This heavenly chicken, coated in our chermoula spice blend, is just what you need to elevate your weeknight dinner. Add a medley of veggies, sweet chutney and a dollop of creamy mayo and it’s satisfaction, guaranteed!
320 g
Chicken Thigh
1 packet
Onion Chutney
(Contains: Sulphites; )
1 packet
Baby Spinach Leaves
1
Carrot
1
Beetroot
2 packet
Peeled Pumpkin Pieces
1 sachet
Chermoula Spice Blend
1 packet
Halloumi
(Contains: Milk; )
1 packet
Mayonnaise
(May be present: Soy, Sesame, Fish, Eggs)

• Preheat oven to 240°C/220°C fan-forced. • Peel and cut carrot into bite-sized chunks. Cut beetroot into small chunks.

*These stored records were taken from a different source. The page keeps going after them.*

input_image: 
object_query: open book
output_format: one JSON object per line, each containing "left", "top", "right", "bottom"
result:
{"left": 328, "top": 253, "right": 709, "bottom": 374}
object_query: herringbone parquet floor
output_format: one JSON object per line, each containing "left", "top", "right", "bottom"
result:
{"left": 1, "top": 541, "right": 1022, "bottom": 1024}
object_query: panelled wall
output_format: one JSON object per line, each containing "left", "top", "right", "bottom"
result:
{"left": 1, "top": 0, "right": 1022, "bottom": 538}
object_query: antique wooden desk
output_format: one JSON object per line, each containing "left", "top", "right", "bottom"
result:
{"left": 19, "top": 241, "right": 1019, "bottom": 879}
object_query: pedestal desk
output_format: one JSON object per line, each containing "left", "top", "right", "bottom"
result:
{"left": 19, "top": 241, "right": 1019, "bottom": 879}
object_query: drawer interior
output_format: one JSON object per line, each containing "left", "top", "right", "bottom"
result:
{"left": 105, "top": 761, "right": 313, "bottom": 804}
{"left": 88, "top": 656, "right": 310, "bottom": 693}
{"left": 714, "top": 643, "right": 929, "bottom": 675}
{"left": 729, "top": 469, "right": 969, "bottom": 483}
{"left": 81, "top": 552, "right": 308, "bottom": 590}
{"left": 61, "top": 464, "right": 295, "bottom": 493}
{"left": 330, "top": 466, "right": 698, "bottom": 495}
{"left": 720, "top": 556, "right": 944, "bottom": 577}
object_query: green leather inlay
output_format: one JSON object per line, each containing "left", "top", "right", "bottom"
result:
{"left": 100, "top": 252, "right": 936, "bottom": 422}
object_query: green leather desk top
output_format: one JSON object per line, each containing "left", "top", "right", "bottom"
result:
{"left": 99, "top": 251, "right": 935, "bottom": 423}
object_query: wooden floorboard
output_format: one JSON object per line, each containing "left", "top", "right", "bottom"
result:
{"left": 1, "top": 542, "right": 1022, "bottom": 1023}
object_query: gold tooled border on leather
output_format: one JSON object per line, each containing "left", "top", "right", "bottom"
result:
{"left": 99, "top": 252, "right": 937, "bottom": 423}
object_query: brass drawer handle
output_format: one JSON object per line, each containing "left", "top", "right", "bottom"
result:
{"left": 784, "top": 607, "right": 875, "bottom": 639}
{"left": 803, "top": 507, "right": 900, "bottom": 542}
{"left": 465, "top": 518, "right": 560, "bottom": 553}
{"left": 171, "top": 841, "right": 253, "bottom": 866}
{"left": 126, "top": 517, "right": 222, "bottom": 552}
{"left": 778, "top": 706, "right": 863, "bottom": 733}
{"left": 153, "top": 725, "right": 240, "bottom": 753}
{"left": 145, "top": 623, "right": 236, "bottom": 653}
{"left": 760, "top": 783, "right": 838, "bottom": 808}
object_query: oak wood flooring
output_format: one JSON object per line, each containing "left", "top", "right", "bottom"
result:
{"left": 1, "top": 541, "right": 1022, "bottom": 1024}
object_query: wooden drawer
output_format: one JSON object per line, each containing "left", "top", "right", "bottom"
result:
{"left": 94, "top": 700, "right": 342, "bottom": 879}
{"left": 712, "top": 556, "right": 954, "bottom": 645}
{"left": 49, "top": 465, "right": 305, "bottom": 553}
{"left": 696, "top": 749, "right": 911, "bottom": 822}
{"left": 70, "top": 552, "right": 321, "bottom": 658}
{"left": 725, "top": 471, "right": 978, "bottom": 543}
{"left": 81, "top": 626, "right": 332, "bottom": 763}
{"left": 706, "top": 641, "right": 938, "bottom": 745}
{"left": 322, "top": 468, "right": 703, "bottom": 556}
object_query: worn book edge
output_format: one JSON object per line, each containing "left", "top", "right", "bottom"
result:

• Divide peeled pumpkin pieces, carrot and beetroot between two lined oven trays. • Drizzle generously with olive oil, season with salt and pepper and toss to coat. Spread out evenly, then roast until tender, 20-25 minutes.

• While the veggies are roasting, combine South American seasoning and a drizzle of olive oil in a medium bowl. • Season with pepper, then add chicken thigh and turn to coat.

• Cut halloumi into 1cm-thick slices, before cooking the chicken. • When the veggies have 10 minutes cook time remaining, return the frying pan to medium-high heat with a drizzle of olive oil. • Cook halloumi until golden brown, 1-2 minutes each side. Transfer to a plate. • Return frying pan to medium high heat with a drizzle of olive oil. Cook chicken steaks until cooked through, 3-5 minutes each side (cook in batches if your pan is getting crowded). • Remove pan from heat, then add onion chutney and a splash of water, turning chicken to coat. TIP: The chicken is cooked through when it's no longer pink inside.

• When the veggies are done, combine them on one tray, then add baby spinach leaves and toss to combine. Season to taste.

• Divide the halloumi between plates along with the roast veggie toss and chicken.